Amelie Stein, Tanja Kortemme

Abstract

To accurately predict protein conformations in atomic detail, a computational method must be capable of sampling models sufficiently close to the native structure. All-atom sampling is difficult because of the vast number of possible conformations and extremely rugged energy landscapes. Here, we test three sampling strategies to address these difficulties: conformational diversification, intensification of torsion and omega-angle sampling and parameter annealing. We evaluate these strategies in the context of the robotics-based kinematic closure (KIC) method for local conformational sampling in Rosetta on an established benchmark set of 45 12-residue protein segments without regular secondary structure.
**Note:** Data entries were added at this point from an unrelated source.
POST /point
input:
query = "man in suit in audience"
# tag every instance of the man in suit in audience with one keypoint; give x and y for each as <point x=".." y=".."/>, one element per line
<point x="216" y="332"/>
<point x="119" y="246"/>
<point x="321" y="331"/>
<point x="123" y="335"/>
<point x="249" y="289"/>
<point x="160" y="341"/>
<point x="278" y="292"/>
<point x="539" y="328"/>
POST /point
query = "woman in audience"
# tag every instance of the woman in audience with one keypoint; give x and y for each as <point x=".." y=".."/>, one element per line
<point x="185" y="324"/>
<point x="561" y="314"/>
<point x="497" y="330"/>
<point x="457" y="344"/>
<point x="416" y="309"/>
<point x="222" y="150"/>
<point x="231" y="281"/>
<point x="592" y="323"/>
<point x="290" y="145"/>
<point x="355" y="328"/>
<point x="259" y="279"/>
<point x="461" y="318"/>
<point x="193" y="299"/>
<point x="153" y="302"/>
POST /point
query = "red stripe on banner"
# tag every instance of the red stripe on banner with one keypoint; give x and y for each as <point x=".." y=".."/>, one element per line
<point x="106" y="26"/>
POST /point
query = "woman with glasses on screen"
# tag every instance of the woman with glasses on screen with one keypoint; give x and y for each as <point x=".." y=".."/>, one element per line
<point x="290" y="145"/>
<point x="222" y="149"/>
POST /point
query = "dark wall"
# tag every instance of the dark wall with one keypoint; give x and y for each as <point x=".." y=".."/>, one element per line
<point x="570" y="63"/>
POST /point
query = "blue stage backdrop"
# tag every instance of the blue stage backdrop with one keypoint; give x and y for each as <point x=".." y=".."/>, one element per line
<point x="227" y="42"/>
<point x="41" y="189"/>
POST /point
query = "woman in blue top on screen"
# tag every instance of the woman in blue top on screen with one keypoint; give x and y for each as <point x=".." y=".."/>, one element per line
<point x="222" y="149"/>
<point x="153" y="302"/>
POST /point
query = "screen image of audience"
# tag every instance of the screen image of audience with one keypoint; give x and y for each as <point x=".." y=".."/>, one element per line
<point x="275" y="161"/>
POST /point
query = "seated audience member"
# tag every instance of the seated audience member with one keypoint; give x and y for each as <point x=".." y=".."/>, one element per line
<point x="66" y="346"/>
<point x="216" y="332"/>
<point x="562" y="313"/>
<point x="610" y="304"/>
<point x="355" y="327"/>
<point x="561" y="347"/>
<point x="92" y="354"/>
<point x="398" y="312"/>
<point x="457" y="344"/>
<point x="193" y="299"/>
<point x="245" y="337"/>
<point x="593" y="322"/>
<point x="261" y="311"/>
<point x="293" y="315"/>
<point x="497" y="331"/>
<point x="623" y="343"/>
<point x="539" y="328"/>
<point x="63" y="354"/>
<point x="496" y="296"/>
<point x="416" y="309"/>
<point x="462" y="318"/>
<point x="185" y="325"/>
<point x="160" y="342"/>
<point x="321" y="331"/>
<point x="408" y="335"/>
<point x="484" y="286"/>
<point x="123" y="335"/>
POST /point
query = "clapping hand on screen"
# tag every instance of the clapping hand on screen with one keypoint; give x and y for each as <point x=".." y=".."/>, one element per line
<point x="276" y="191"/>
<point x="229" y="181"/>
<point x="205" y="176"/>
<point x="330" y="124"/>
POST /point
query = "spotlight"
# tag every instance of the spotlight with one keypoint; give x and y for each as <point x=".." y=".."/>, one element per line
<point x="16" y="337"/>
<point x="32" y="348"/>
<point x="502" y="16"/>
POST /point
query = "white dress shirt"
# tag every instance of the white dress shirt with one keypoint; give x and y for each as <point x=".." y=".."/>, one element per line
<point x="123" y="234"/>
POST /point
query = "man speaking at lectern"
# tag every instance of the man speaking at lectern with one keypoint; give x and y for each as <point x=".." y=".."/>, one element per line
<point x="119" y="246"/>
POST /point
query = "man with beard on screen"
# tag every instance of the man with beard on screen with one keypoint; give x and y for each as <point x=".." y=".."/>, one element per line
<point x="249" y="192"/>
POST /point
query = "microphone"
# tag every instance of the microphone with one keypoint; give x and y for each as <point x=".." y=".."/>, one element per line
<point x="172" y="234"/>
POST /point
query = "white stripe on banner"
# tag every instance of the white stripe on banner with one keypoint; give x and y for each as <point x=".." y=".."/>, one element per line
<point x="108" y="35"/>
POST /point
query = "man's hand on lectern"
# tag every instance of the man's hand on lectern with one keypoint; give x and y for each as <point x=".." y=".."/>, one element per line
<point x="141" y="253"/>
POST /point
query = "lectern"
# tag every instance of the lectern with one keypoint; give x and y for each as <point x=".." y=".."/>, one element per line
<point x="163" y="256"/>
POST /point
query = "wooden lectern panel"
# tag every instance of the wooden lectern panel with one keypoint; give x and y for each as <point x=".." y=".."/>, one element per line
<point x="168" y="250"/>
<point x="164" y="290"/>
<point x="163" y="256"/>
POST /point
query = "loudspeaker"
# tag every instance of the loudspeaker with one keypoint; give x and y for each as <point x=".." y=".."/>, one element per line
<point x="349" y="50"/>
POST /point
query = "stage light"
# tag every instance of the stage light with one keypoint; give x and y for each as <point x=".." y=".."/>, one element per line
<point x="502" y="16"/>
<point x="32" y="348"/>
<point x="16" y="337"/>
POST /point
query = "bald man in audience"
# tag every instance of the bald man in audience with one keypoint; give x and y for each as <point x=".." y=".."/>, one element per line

We quantify performance as the fraction of sub-Angstrom models generated. While improvements with individual strategies are only modest, the combination of intensification and annealing strategies into a new "next-generation KIC" method yields a four-fold increase over standard KIC in the median percentage of sub-Angstrom models across the dataset. Such improvements enable progress on more difficult problems, as demonstrated on longer segments, several of which could not be accurately remodeled with previous methods. Given its improved sampling capability, next-generation KIC should allow advances in other applications such as local conformational remodeling of multiple segments simultaneously, flexible backbone sequence design, and development of more accurate energy functions.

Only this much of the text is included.